Pedro Braojos

Personal information
- Full name: Pedro Pablo Braojos de Santiago
- Date of birth: 8 January 1957 (age 68)
- Place of birth: Toledo, Spain
- Height: 1.82 m (6 ft 0 in)
- Position(s): Forward

Youth career
- Atlético Madrid

Senior career*
- Years: Team / Apps / (Gls)
- 1976–1981: Atlético Madrileño
- 1981–1982: Lorca / 20 / (2)
- 1982–1983: Huesca / 37 / (9)
- 1983–1985: Oviedo / 35 / (4)
- 1985–1987: Granada / 59 / (7)
- 1987–1989: Linense / 19 / (0)
- 1989–1990: Villarrobledo

Managerial career
- 1996: Toledo (interim)
- 1997: Almería
- 1997–1998: Leganés
- 1999–2000: Sporting Gijón
- 2000–2001: Jaén
- 2001: Murcia
- 2005–2008: Linares
- 2008–2009: Granada
- 2010: Almería B
- 2011–2012: Cacereño

= Pedro Braojos =

Spanish footballer and manager

Pedro Pablo Braojos de Santiago (born 8 January 1957) is a Spanish retired footballer who played as a forward, and a current manager.

==Club career==
Braojos was born in Toledo, Castile-La Mancha.

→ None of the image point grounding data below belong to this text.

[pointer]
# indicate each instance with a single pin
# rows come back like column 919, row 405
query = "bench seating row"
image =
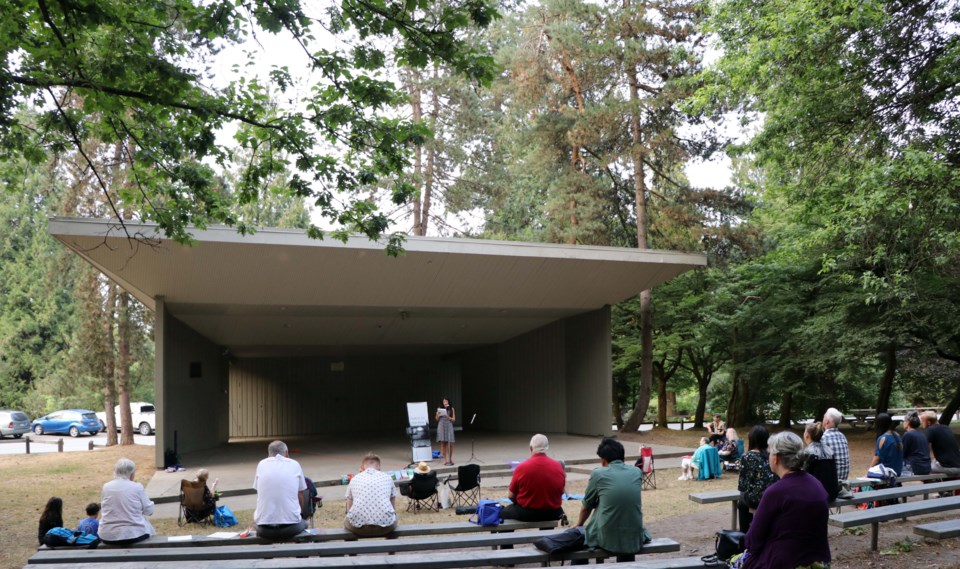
column 874, row 516
column 340, row 534
column 422, row 552
column 733, row 496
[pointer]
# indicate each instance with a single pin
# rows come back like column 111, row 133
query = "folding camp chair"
column 422, row 493
column 193, row 509
column 647, row 468
column 467, row 490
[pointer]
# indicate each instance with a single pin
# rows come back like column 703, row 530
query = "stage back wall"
column 275, row 334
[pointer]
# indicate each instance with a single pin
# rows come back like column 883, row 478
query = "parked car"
column 143, row 415
column 70, row 421
column 13, row 423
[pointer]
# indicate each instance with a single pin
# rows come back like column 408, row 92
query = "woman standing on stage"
column 445, row 418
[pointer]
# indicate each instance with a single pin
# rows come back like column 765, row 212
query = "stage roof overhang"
column 278, row 292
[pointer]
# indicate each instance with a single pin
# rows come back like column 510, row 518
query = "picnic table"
column 733, row 496
column 866, row 416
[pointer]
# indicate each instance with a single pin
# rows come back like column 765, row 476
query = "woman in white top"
column 124, row 505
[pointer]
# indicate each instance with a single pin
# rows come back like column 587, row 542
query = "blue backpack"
column 488, row 513
column 63, row 537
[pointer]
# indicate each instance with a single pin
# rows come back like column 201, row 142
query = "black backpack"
column 825, row 470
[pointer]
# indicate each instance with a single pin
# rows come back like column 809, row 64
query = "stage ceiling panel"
column 279, row 292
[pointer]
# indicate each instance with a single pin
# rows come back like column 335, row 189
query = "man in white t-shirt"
column 371, row 500
column 279, row 484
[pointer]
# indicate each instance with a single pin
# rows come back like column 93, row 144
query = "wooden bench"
column 939, row 530
column 861, row 482
column 886, row 513
column 733, row 496
column 306, row 556
column 340, row 534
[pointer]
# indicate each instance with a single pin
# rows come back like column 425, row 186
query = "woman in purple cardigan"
column 789, row 529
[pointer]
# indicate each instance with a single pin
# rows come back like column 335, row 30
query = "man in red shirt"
column 536, row 488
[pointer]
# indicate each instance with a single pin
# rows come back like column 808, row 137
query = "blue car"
column 69, row 421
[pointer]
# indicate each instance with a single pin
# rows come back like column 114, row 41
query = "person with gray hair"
column 834, row 440
column 124, row 506
column 536, row 488
column 280, row 484
column 790, row 526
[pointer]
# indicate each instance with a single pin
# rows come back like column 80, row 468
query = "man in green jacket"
column 613, row 499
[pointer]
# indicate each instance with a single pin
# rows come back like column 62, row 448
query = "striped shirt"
column 834, row 440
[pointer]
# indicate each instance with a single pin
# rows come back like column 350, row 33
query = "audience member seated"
column 124, row 506
column 834, row 440
column 730, row 450
column 209, row 499
column 706, row 461
column 612, row 504
column 943, row 446
column 280, row 484
column 889, row 447
column 755, row 475
column 90, row 525
column 790, row 526
column 916, row 449
column 717, row 426
column 536, row 487
column 50, row 517
column 820, row 462
column 371, row 501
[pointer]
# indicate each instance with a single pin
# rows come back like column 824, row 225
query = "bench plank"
column 886, row 513
column 340, row 534
column 939, row 530
column 333, row 548
column 441, row 560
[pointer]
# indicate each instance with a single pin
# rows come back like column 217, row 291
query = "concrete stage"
column 326, row 458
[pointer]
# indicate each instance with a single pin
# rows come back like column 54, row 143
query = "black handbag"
column 729, row 543
column 569, row 540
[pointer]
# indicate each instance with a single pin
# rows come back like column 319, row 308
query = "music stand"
column 473, row 442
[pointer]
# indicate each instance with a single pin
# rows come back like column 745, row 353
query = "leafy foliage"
column 140, row 74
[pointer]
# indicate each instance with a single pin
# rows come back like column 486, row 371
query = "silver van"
column 14, row 423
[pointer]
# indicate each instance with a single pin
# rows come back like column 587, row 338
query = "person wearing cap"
column 536, row 488
column 280, row 484
column 371, row 500
column 889, row 448
column 611, row 503
column 943, row 445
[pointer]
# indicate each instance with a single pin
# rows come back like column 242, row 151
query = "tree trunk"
column 951, row 409
column 661, row 397
column 786, row 410
column 646, row 298
column 889, row 373
column 429, row 176
column 416, row 114
column 123, row 368
column 109, row 383
column 701, row 405
column 617, row 412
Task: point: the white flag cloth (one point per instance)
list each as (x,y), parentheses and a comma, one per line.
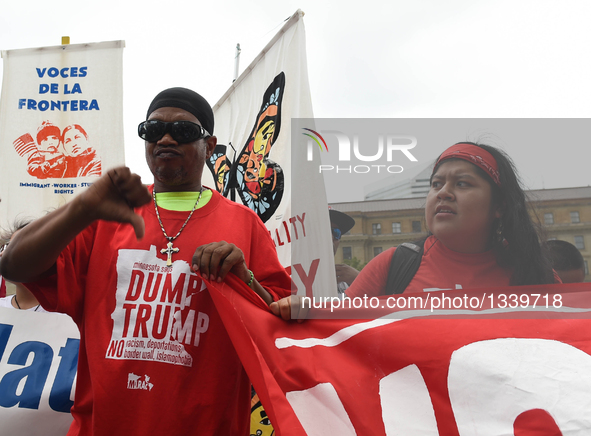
(282,186)
(38,363)
(60,123)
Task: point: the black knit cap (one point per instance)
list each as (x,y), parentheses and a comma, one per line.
(188,100)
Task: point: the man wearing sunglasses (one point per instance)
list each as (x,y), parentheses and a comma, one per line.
(154,355)
(341,223)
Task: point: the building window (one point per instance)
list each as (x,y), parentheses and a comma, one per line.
(347,253)
(416,226)
(548,218)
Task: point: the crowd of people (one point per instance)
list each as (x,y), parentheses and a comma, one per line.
(97,258)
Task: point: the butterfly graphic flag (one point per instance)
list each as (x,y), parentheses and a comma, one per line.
(520,370)
(61,123)
(256,163)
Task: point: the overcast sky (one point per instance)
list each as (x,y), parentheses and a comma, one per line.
(402,59)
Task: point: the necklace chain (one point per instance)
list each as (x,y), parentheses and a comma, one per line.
(19,306)
(169,250)
(170,239)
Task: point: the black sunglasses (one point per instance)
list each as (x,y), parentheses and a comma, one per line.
(336,233)
(181,131)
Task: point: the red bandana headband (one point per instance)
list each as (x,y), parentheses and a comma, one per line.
(475,155)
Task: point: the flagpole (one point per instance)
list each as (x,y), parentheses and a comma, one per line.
(290,22)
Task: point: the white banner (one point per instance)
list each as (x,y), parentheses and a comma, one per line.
(38,362)
(287,192)
(61,123)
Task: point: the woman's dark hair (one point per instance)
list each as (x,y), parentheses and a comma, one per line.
(518,246)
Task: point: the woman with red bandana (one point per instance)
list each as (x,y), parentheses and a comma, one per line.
(481,234)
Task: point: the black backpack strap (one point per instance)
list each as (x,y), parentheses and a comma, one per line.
(405,263)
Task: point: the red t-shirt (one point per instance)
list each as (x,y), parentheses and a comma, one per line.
(440,269)
(155,357)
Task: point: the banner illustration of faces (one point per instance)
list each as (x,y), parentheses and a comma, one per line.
(56,154)
(258,180)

An Atlético Madrid's youth graduate, he only appeared with the B-side in Segunda División B and Segunda División; he made his debut in the latter competition on 7 September 1980, starting and scoring his side's only goal in a 1–1 away draw against Racing de Santander.

After two years in the third level appearing for Lorca Deportiva CF and SD Huesca, Braojos joined Real Oviedo in the second division in the 1983 summer. He only appeared sparingly for the Asturians, and subsequently resumed his career in the lower leagues, representing Granada CF, Real Balompédica Linense and CP Villarrobledo; he retired with the latter in 1990, aged 33.

==Managerial career==
After being an interim manager at second level's CD Toledo in 1996, Braojos was appointed manager of fellow league team UD Almería in the following year, remaining in charge for 14 matches and suffering team relegation. He subsequently achieved mid-table positions in the following five campaigns, while in charge of CD Leganés, Sporting de Gijón, Real Jaén and Real Murcia.

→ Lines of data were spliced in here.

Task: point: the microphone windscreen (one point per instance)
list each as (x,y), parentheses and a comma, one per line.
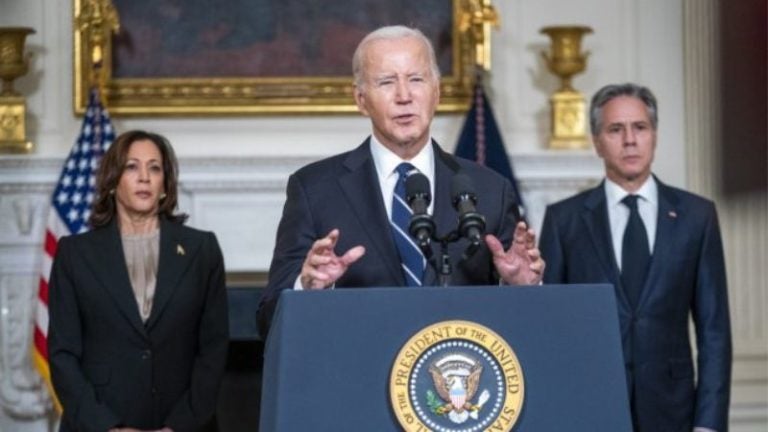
(417,184)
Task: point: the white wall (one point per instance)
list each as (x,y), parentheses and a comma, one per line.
(633,41)
(234,168)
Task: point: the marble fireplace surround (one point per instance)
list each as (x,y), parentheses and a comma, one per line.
(240,199)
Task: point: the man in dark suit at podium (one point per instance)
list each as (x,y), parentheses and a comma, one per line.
(342,224)
(661,249)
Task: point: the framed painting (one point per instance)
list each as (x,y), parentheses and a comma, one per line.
(218,57)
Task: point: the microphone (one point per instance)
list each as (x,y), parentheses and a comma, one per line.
(418,197)
(471,223)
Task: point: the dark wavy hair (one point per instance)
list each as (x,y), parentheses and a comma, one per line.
(111,170)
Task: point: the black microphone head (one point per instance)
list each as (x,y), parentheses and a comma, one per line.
(462,186)
(417,184)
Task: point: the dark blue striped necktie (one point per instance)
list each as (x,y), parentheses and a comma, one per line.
(412,261)
(635,253)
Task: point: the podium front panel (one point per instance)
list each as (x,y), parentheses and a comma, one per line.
(330,353)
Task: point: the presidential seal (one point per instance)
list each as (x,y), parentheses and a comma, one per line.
(456,376)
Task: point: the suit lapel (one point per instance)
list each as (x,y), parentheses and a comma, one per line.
(666,224)
(107,261)
(595,217)
(359,185)
(176,253)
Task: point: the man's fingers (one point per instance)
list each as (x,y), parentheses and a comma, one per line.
(521,233)
(494,245)
(352,255)
(316,260)
(333,236)
(325,244)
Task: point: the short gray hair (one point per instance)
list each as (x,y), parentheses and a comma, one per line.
(612,91)
(389,33)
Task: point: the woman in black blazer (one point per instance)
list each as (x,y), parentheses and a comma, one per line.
(138,326)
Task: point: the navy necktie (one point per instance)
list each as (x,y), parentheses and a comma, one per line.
(635,253)
(411,259)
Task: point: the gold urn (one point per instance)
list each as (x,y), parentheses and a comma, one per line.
(569,110)
(13,107)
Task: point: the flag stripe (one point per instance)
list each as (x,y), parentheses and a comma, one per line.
(70,204)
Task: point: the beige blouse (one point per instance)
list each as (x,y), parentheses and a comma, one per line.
(141,257)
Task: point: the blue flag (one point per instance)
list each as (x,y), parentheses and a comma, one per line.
(480,141)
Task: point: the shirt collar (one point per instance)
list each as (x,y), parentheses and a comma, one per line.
(386,161)
(649,191)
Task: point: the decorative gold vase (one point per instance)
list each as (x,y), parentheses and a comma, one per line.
(569,110)
(13,106)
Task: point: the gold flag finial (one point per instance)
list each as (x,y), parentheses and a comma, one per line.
(96,22)
(476,21)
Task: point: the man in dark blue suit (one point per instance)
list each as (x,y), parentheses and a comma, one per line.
(661,249)
(336,229)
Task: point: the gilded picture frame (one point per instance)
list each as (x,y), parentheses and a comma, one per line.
(461,45)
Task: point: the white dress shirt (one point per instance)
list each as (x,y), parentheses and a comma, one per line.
(618,213)
(386,162)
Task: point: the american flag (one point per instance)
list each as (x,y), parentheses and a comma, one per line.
(69,212)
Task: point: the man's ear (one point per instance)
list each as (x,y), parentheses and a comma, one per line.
(596,144)
(360,101)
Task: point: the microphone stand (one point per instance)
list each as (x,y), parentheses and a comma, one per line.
(444,268)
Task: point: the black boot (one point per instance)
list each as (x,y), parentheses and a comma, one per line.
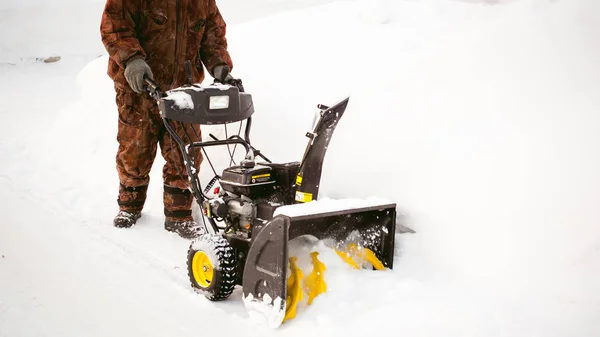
(126,219)
(187,229)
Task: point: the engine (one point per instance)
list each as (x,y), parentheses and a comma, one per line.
(251,193)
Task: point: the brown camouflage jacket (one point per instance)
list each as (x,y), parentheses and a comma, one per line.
(165,33)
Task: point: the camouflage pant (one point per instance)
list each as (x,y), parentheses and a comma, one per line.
(140,131)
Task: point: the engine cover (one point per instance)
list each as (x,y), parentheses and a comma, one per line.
(250,182)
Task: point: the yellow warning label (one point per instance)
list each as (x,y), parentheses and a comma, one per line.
(303,197)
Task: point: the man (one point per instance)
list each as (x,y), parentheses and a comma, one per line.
(154,38)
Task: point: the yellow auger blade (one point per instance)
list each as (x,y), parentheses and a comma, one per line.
(294,291)
(314,284)
(347,258)
(362,254)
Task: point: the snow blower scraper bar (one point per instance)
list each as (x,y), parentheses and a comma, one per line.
(257,208)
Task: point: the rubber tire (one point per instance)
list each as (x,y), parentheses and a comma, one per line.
(224,266)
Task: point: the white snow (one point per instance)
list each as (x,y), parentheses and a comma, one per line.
(267,312)
(181,99)
(479,119)
(324,205)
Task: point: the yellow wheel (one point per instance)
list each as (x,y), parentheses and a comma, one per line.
(202,269)
(212,267)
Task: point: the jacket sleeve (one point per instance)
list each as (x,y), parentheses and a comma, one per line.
(213,48)
(118,31)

In 2005 Braojos was named CD Linares manager. He led the club to three consecutive play-offs, but failed to achieve promotion in any of them.

On 16 October 2008 Braojos was appointed at the helm of Granada CF, in the third division. He left the club at the end of his contract, and remained two further years without any club.

On 14 June 2011 Braojos was appointed CP Cacereño manager. After finishing 7th, nine points shy of the play-offs, he left the club.